Innate Immunity Stimulation via CpG Oligodeoxynucleotides Ameliorates Alzheimer’s Disease Pathology in Aged Squirrel Monkeys
Patel et al., Brain: A Journal of Neurology. 2021.
https://pubmed.ncbi.nlm.nih.gov/34128045/
Alzheimer's disease is the only illness among the top 10 causes of death for which there is no disease-modifying therapy. The authors have shown in transgenic Alzheimer's disease mouse models that harnessing innate immunity via TLR9 agonist CpG oligodeoxynucleotides (ODNs) modulates age-related defects associated with immune cells and safely reduces amyloid plaques, oligomeric amyloid-β, tau pathology, and cerebral amyloid angiopathy (CAA). They used a nonhuman primate model for sporadic Alzheimer's disease pathology that develops extensive CAA-elderly squirrel monkeys. They demonstrate that long-term use of Class B CpG ODN 2006 induces a favorable degree of innate immunity stimulation. CpG ODN 2006 has been well established in numerous human trials for a variety of diseases. This evidence together with their earlier research validates the beneficial therapeutic outcomes and safety of this innovative immunomodulatory approach. Supported by ORIP (P40OD010938), NINDS, NIA, and NCI.
Loss of Gap Junction Delta-2 (GJD2) Gene Orthologs Leads to Refractive Error in Zebrafish
Quint et al., Communications Biology. 2021.

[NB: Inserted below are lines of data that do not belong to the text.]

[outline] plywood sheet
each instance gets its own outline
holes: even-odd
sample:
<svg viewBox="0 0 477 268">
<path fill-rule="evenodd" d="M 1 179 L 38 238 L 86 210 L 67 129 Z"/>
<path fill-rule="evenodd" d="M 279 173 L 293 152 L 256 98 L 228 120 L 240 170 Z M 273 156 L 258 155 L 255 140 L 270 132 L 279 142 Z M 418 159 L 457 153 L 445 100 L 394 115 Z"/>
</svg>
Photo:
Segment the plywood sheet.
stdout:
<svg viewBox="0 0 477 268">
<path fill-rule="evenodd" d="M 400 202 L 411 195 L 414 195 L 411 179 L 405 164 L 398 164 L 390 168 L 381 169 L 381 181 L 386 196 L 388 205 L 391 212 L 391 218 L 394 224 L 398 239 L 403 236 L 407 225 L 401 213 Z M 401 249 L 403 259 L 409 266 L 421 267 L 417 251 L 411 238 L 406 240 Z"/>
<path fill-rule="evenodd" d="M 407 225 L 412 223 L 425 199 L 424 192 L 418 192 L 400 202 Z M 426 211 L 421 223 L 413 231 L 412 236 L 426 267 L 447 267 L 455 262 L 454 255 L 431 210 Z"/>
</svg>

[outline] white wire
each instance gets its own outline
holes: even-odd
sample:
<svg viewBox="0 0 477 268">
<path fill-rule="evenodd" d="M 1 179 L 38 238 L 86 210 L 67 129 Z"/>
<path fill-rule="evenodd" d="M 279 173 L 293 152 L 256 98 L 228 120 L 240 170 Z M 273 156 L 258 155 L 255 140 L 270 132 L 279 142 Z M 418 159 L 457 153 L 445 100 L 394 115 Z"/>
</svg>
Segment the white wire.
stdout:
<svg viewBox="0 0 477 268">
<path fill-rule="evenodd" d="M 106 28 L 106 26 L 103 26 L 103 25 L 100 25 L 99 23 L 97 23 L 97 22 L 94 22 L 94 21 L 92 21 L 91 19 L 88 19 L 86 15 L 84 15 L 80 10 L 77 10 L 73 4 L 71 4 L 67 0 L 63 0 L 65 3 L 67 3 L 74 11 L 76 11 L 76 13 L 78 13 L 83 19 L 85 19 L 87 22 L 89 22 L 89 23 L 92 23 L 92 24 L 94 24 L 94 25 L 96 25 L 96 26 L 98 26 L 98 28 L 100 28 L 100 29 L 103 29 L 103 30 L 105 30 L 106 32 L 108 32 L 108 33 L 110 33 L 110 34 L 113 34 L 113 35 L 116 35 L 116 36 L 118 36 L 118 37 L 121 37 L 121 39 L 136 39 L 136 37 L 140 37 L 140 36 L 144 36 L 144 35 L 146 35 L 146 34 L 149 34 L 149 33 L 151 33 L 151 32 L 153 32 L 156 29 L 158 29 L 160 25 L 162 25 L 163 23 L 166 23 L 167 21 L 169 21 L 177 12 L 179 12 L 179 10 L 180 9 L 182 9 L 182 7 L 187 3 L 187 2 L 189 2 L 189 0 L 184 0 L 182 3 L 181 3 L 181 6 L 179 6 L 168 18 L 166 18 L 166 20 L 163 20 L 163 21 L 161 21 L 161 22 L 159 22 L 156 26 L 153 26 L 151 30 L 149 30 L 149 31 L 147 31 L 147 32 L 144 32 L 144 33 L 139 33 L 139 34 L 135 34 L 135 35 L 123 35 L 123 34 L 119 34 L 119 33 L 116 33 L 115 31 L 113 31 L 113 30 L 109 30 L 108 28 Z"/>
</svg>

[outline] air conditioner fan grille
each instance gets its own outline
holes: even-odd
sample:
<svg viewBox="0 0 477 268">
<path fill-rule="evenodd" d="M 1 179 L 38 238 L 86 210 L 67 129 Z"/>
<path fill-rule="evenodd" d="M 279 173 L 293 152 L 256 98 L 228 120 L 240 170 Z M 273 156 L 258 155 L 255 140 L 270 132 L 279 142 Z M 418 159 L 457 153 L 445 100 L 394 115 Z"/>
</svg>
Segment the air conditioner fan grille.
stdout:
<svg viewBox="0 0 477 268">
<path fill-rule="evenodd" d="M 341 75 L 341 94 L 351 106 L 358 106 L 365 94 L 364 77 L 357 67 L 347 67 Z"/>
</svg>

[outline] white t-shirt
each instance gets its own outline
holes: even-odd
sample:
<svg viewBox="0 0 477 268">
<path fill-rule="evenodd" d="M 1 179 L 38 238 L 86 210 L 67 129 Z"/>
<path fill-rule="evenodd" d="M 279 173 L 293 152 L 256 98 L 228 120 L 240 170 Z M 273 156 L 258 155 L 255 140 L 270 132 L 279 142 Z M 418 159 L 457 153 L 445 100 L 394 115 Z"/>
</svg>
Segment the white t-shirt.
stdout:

https://pubmed.ncbi.nlm.nih.gov/34083742/
Myopia is the most common developmental disorder of juvenile eyes. Although little is known about the functional role of GJD2 in refractive error development, the authors find that depletion of gjd2a (Cx35.5) or gjd2b (Cx35.1) orthologs in zebrafish cause changes in eye biometry and refractive status. Their immunohistological and scRNA sequencing studies show that Cx35.5 (gjd2a) is a retinal connexin; its depletion leads to hyperopia and electrophysiological retina changes. They found a lenticular role; lack of Cx35.1 (gjd2b) led to a nuclear cataract that triggered axial elongation. The results provide functional evidence of a link between gjd2 and refractive error. Supported by ORIP (R24OD026591), NIGMS, and NINDS.